26.5.24

La memoria de los libros


Distraídamente el lector va abandonando entre los libros billetes de autobús, servilletas, antiguas fotografías, listas de la compra, tickets de parking, comprobantes de cajero automático y hasta pequeñas facturas domésticas. No importa el género en que los aloje, no tiene quien lee un propósito que fragüe esa tenencia voluble de los libros. Ni habrá que indagar en los motivos para que esos papeles ocupen sus páginas. Funcionarían a modo de marcapáginas, señalarían el lugar desde donde retomar la lectura o, cuando se demorara en demasía ese regreso, el punto fúnebre, la evidencia de un abandono, la cruz señalando un túmulo.

 Un día decide ese lector abrir todos esos libros, sacudir su solemne vigilia vertical y hacer estricto balance de todos los cuerpos extraños que custodian. Ahí es donde se va dando cuenta de su biografía, que es caótica al modo en que lo son las cosas que no comprendemos. Se dispone a poner en claro lo turbio, en administrar la herencia de recuerdos que el azar ha confiscado al olvido y que de pronto ha sido reclamada. Entonces aparece la turbación melancólica de la novia antigua e irrelevante y el leve patetismo de la vida crápula en la universidad cuando todavía no había muerto su padre ni había encontrado el amor ni traído hijos al mundo.

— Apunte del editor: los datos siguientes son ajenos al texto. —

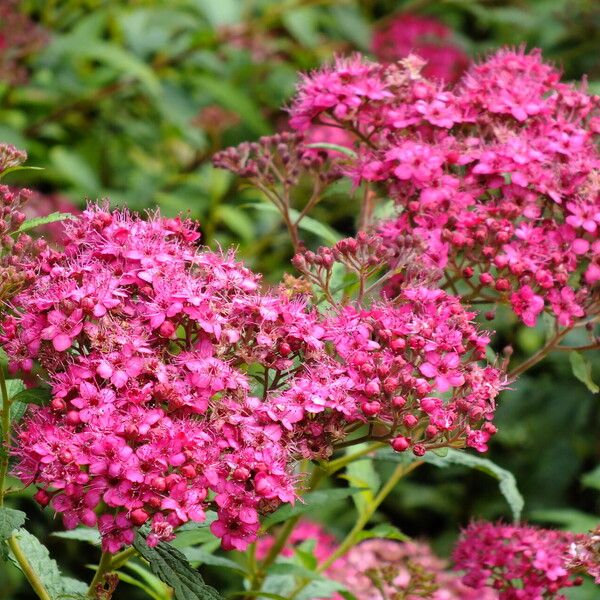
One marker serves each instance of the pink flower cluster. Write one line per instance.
(497, 177)
(178, 385)
(424, 36)
(380, 568)
(520, 562)
(149, 343)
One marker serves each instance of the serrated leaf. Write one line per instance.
(506, 480)
(199, 556)
(123, 61)
(19, 168)
(39, 396)
(582, 369)
(38, 557)
(309, 501)
(10, 521)
(172, 567)
(81, 534)
(38, 221)
(327, 146)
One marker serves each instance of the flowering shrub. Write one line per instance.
(519, 562)
(497, 177)
(185, 395)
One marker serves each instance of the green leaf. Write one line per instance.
(236, 100)
(10, 521)
(308, 502)
(74, 169)
(384, 531)
(506, 480)
(150, 580)
(14, 386)
(37, 221)
(46, 568)
(327, 146)
(81, 534)
(19, 168)
(571, 519)
(198, 556)
(123, 61)
(302, 24)
(172, 567)
(362, 473)
(223, 12)
(592, 479)
(260, 594)
(582, 369)
(39, 396)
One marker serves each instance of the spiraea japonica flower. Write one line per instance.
(496, 176)
(179, 385)
(520, 562)
(148, 342)
(381, 568)
(426, 37)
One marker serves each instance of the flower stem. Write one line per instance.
(25, 566)
(29, 572)
(399, 472)
(5, 449)
(104, 567)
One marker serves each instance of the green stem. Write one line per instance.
(30, 574)
(104, 567)
(365, 517)
(121, 558)
(318, 474)
(4, 458)
(25, 566)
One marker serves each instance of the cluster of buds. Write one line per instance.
(278, 159)
(364, 256)
(585, 555)
(10, 157)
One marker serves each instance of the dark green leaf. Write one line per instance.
(38, 557)
(19, 168)
(582, 369)
(592, 479)
(81, 534)
(385, 531)
(10, 521)
(172, 567)
(507, 482)
(39, 396)
(308, 502)
(198, 556)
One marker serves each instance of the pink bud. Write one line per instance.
(400, 443)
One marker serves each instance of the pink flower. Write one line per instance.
(521, 562)
(527, 305)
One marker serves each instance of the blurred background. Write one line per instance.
(128, 100)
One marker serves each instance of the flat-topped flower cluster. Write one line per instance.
(497, 176)
(179, 384)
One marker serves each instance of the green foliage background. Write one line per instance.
(121, 104)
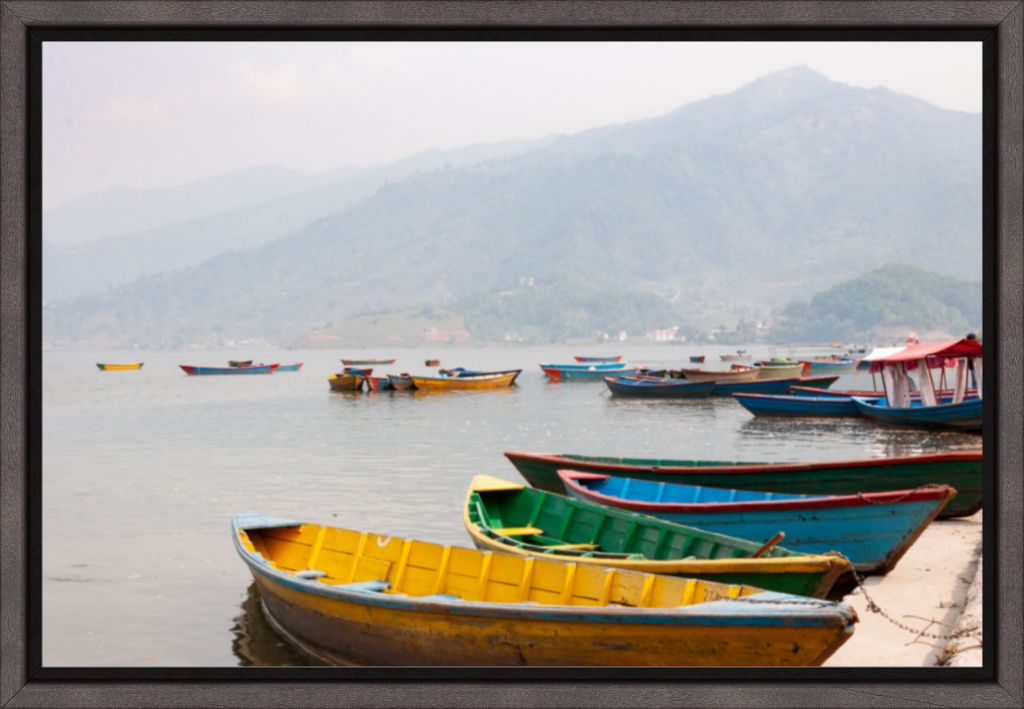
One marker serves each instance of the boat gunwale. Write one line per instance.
(922, 494)
(558, 459)
(677, 615)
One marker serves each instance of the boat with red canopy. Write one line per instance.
(927, 410)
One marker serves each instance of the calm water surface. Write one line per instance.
(142, 471)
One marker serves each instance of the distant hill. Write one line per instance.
(182, 226)
(784, 186)
(872, 306)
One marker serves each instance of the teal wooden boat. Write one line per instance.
(872, 530)
(511, 518)
(958, 469)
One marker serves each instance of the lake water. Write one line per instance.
(142, 471)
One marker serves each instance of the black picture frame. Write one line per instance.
(25, 25)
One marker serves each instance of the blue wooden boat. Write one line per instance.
(797, 405)
(770, 385)
(194, 370)
(872, 530)
(583, 372)
(966, 415)
(655, 387)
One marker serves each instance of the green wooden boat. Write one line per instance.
(960, 469)
(512, 518)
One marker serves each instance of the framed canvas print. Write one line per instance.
(445, 353)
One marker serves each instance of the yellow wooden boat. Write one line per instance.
(348, 596)
(346, 381)
(481, 381)
(108, 367)
(506, 516)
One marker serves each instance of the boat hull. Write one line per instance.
(358, 619)
(192, 370)
(104, 367)
(872, 530)
(961, 469)
(630, 386)
(346, 381)
(786, 405)
(770, 385)
(636, 542)
(967, 415)
(487, 381)
(558, 374)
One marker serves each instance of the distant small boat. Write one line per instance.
(654, 387)
(594, 372)
(958, 469)
(400, 382)
(346, 381)
(872, 530)
(771, 385)
(463, 372)
(377, 599)
(736, 374)
(769, 372)
(380, 383)
(483, 381)
(193, 370)
(794, 405)
(110, 367)
(500, 516)
(965, 415)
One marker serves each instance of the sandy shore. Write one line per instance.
(930, 583)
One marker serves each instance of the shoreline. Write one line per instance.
(935, 588)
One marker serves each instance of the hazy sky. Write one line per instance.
(143, 115)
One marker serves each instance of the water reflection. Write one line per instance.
(256, 643)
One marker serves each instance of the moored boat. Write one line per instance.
(958, 469)
(965, 415)
(796, 405)
(482, 381)
(112, 367)
(773, 372)
(355, 597)
(593, 372)
(512, 518)
(655, 387)
(872, 530)
(400, 382)
(736, 374)
(770, 385)
(194, 370)
(347, 380)
(379, 383)
(928, 410)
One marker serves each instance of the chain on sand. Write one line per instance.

 Los libros tutelan esa confesión de que hemos vivido, celan la memoria falible. La guardan sin pedir nada a cambio. Tal vez infinitamente y quizá como si lo que vamos dejando entre sus páginas hubiese sido pensando o fabricado para terminar allí y convenir un diario. Como si los billetes de autobús, las servilletas, los tickets de parking, los comprobantes de cajero automático y las pequeñas facturas domésticas significaran algo más de lo que manifiestamente significan. Como si contaran nuestra vida con mayor desparpajo y contundencia narrativa. Como si una vida cupiese en esos papeles fragilísimos. Ejercen esa labor secreta, confían al azar la remisión de la memoria, que es una criatura de tornadiza comparecencia y se torna olvido con veleidoso capricho  

Y sabemos, a pesar de todo, que una vida cabe incluso en un verso. Porque lo que van macerando los días son tramas librescas, episodios de una novela oculta, asuntos épicos, frívolos, divertidos, solemnes, lúbricos o luctuosos. De todos ellos se abastece el cuerpo de esa novela, en todos se maneja y a todos concierne. A mi padre le daba por meter estampas de santos en las páginas de sus libros. En una biblia gigantesca que andaba por casa estaba el albarán de compra, los plazos de su abono. Podía pesar sus buenos cuatro kilos. Hasta la fe exige su peaje pecuniario. En un antología de poemas de Cavafis que compré en una librería pequeñita cerca de mi facultad decidí alojar un billete de mil pesetas. Estará en cualquier de ellos, todos valdrían, ninguno incluso. Hice del libro una improvisada hucha, una especie de reserva monetaria para los tiempos duros en los que anduviera necesitado de fondos para mis devaneos de pub en los fines de semana. Uno de estos días buscaré en ese fondo invisible alguna fotografía de la niñez. Al verla, sabré lo que ahora ignoro.